Handling Node Failure#
A cache node goes down. What happens to the keys it owned? What happens to the traffic?
Without replicas — graceful degradation#
With consistent hashing, the keys that belonged to the failed node get routed to the next node clockwise on the ring:
Before failure:
Node A → keys 1–25M
Node B → keys 25M–50M ← goes down
Node C → keys 50M–75M
After failure:
Node A → keys 1–25M
Node C → keys 25M–75M ← absorbs Node B's slice
Immediate effect:
→ keys in the 25M–50M range → cache miss (Node B is gone, keys lost)
→ those requests hit DB
→ DB gradually repopulates Node C with those keys
→ after a few minutes, hit rate recovers
Blast radius:
→ only Node B's keys are affected (~1/N of keyspace)
→ Node A's keys: completely unaffected ✓
→ Node C's keys: completely unaffected ✓
Consistent hashing limits the blast radius of a single node failure to just that node's keyspace. Without consistent hashing (naive modulo), all keys would need to remap.
With replicas — seamless failover#
If each node has a replica, the replica promotes to primary when the primary fails:
Node B dies
→ Redis Sentinel detects failure (~10 seconds)

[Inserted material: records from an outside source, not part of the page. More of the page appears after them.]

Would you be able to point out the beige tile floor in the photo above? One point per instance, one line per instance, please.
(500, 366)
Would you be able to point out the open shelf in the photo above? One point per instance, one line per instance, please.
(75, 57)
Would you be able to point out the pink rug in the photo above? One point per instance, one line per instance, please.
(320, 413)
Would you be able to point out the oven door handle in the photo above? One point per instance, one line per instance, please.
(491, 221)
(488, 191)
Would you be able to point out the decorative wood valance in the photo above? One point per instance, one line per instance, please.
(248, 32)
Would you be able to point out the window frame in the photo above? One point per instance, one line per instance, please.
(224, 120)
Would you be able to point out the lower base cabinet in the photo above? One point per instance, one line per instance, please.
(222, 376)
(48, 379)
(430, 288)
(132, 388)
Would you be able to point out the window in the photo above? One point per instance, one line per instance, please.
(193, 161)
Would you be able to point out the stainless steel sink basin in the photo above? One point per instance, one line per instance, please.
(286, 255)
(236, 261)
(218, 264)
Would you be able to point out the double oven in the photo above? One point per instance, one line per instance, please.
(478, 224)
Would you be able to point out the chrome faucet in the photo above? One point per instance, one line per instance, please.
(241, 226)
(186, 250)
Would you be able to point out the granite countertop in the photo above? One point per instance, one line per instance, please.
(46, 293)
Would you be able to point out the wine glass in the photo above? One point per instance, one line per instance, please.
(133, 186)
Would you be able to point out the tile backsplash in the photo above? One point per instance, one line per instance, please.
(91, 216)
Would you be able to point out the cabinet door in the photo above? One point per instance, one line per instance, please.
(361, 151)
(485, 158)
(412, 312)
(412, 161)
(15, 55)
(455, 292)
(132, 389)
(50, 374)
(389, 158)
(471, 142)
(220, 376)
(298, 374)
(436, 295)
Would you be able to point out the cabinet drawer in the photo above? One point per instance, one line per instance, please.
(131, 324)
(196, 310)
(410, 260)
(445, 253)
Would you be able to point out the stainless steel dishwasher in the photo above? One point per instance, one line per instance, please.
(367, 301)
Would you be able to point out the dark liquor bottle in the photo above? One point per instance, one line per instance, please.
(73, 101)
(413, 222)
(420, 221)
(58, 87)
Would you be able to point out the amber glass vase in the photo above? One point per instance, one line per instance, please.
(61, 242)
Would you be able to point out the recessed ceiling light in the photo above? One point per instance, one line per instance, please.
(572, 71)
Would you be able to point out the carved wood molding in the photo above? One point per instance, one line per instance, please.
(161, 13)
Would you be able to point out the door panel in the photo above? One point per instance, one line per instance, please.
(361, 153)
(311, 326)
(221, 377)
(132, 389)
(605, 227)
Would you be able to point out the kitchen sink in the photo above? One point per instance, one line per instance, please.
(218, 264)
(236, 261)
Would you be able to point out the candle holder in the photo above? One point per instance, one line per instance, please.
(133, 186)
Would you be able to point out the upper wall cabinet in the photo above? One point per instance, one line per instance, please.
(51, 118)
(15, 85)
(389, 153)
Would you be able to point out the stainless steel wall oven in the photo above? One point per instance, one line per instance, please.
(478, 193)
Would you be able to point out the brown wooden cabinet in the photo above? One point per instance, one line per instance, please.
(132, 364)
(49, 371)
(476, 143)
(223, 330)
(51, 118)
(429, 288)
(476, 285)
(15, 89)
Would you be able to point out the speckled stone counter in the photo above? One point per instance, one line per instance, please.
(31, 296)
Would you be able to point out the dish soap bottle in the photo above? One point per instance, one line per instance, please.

→ Node B's replica promoted to primary
→ keys in 25M–50M range: still available from the replica ✓
→ no cache miss at all ✓
→ brief (~10-30s) window of reduced write availability while failover completes
With replication, a single node failure is invisible to users — reads continue serving from the replica.
The thundering herd on recovery#
When a failed node comes back online, it starts empty. The keys that were routed to other nodes during the outage now remap back:
Node B recovers → consistent hashing routes its keys back to it
→ Node B is empty → cache miss for every key in 25M–50M range
→ all those requests hit DB simultaneously
→ mini stampede
Fix: bring the recovered node back gradually, using a warm-up period or shadow mode before taking live traffic.
Summary#
No replicas + consistent hashing:
Node failure → ~1/N of keys become misses → DB absorbs that traffic briefly
Keys repopulate naturally as requests come in
With replicas:
Node failure → replica promotes → seamless, zero cache misses
Better but costs double the memory
Recovery:
Empty node comes back → keys remap back → another wave of misses
Fix: warm up before returning to live traffic